Sieben Storchenküken im Zoo Zürich sind dem nasskalten Maiwetter zum Opfer gefallen. Das sind weit weniger, als die Zooverantwortlichen befürchtet hatten. Jetzt sind die Kleinen gross genug, um dem Wetter zu trotzen.

Bis die Jungstörche flügge sind, dauert es zwar noch ein Weilchen. Schlechtes Wetter ist für sie jetzt aber nicht mehr lebensgefährlich.

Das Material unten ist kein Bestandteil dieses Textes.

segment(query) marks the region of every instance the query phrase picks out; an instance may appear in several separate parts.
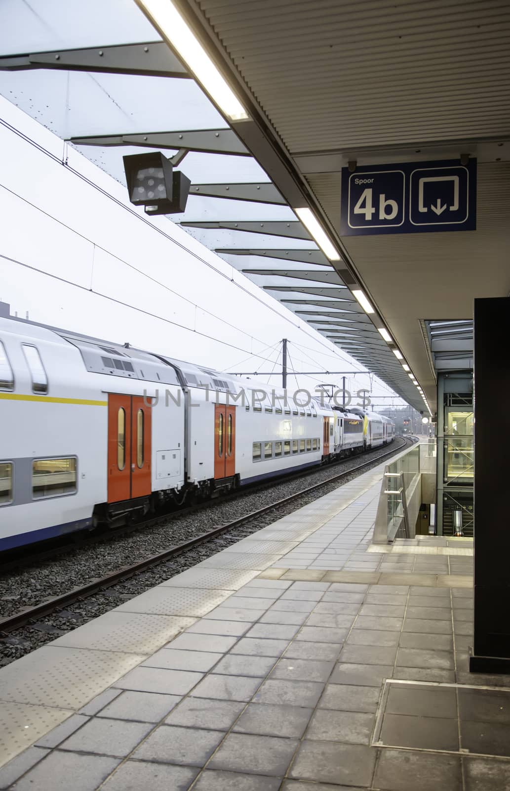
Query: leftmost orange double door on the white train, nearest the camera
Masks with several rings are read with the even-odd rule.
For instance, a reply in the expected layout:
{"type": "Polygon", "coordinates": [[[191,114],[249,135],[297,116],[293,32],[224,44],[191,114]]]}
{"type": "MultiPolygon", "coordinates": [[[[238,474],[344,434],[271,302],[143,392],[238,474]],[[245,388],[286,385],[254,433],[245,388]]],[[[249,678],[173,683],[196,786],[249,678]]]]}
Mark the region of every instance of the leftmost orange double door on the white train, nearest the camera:
{"type": "Polygon", "coordinates": [[[151,494],[151,425],[141,396],[108,394],[108,502],[151,494]]]}

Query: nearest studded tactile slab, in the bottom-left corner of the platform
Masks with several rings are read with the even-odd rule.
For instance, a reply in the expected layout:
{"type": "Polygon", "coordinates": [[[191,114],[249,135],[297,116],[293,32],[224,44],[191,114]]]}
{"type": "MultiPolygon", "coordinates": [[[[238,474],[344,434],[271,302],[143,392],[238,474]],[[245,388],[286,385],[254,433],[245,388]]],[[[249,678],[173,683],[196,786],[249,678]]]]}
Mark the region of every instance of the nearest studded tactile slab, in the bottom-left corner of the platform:
{"type": "Polygon", "coordinates": [[[0,704],[0,766],[33,744],[39,736],[60,725],[72,713],[48,706],[0,704]]]}

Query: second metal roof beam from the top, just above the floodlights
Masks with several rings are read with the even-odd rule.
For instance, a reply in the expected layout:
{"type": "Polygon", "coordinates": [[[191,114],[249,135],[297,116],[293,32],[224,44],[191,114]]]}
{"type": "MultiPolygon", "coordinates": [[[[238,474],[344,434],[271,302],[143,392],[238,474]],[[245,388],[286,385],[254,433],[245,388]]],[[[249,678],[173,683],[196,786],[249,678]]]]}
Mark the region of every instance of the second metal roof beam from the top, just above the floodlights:
{"type": "Polygon", "coordinates": [[[98,134],[69,138],[75,146],[143,146],[144,148],[186,149],[201,153],[234,154],[251,157],[246,146],[231,129],[203,129],[185,132],[145,132],[144,134],[98,134]]]}

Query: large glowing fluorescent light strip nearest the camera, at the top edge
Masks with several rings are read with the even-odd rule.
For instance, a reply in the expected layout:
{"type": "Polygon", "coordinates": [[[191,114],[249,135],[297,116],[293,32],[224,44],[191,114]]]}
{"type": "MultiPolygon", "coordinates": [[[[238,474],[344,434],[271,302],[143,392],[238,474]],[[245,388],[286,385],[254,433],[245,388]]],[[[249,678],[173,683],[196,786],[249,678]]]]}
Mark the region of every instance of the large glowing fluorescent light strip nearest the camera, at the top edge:
{"type": "Polygon", "coordinates": [[[209,58],[199,40],[182,18],[171,0],[139,0],[140,5],[158,25],[163,36],[189,66],[209,96],[232,121],[249,118],[227,81],[209,58]]]}

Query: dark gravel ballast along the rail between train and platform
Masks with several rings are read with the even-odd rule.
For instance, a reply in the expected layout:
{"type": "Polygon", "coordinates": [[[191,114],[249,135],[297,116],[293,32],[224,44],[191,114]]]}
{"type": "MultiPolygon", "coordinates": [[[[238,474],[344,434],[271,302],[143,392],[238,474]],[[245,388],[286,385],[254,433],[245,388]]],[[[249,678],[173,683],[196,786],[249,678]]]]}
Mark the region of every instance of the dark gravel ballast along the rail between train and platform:
{"type": "MultiPolygon", "coordinates": [[[[403,449],[398,443],[395,452],[403,449]]],[[[384,448],[384,453],[388,448],[384,448]]],[[[270,488],[240,494],[238,498],[227,502],[211,503],[207,508],[186,515],[163,517],[157,524],[139,529],[125,535],[110,534],[99,539],[97,543],[65,551],[58,557],[41,562],[32,562],[29,566],[6,573],[0,580],[0,614],[2,618],[21,611],[24,607],[36,604],[69,592],[71,589],[84,585],[96,577],[104,577],[117,571],[122,566],[130,566],[153,554],[167,550],[169,547],[200,536],[221,524],[227,524],[248,513],[257,511],[272,502],[296,494],[308,486],[321,483],[341,472],[357,467],[361,461],[369,462],[362,471],[353,471],[339,483],[332,482],[320,489],[294,499],[288,505],[280,506],[277,512],[270,511],[260,517],[254,517],[238,528],[223,533],[214,539],[202,543],[186,553],[178,555],[166,562],[160,562],[136,576],[119,582],[97,592],[86,599],[70,604],[66,610],[54,612],[36,622],[24,626],[0,639],[0,666],[9,664],[25,653],[54,640],[69,630],[76,629],[89,620],[123,604],[126,600],[159,585],[159,583],[195,566],[205,558],[216,554],[225,547],[231,546],[251,533],[272,524],[276,519],[292,513],[303,505],[322,497],[328,491],[342,486],[349,480],[366,472],[370,467],[380,464],[381,448],[343,460],[339,464],[321,467],[304,477],[286,479],[275,483],[270,488]],[[370,461],[372,460],[372,464],[370,461]]],[[[388,456],[386,457],[388,458],[388,456]]]]}

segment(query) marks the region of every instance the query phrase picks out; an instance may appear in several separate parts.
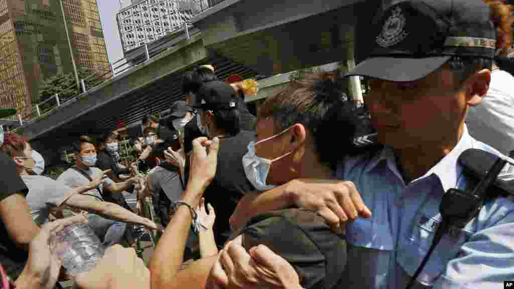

Bis die Jungstörche flügge sind, dauert es zwar noch ein Weilchen. Schlechtes Wetter ist für sie jetzt aber nicht mehr lebensgefährlich.
Keystone

Vor zwei Wochen hatte Zoo-Kurator Robert Zingg befürchtet, das garstige Wetter könnte viele Storchenküken das Leben kosten. Sie seien nämlich zu gross, als dass die Eltern sie vollständig decken könnten, zu klein aber, um sich selber warm halten zu können. Am Dienstag kam nun die Entwarnung: "Sicher mehr als 30 Junge" haben in den 17 Nestern überlebt, sagte Kurator Samuel Furrer auf Anfrage der Nachrichtenagentur sda. Am Freitag nach Auffahrt sei es schlimm gewesen: Sieben tote Küken an einem Tag habe man gezählt. Angesichts der Wetterprognosen sei man sehr pessimistisch gewesen, sagte Furrer. Und dies nicht ohne Grund: Im nasskalten Spätfrühling 2013 hatte von mehr als 30 gerade ein einziges Junges überlebt. Es kam dann aber nicht so arg. "Pfingsten war besser als erwartet", so Furrer. Und zwischen den Regentagen habe es auch immer wieder trockene Phasen gegeben. Dies rettete die kleinen Störche. Jetzt seien sie gross genug, um sich selbst warm zu halten, sagte Furrer. Noch immer aber sitzen sie hilflos in den Nestern: Es dürfte noch zwei, drei Wochen dauern, bis sie flügge werden. Die Störche im Zoo Zürich leben freiwillig hier. Manche bleiben den Winter über, andere ziehen in den Süden. Manche kommen zurück, wenn sie geschlechtsreif sind, und richten sich im Zoo oder in der Umgebung ein, um ihre Jungen aufzuziehen.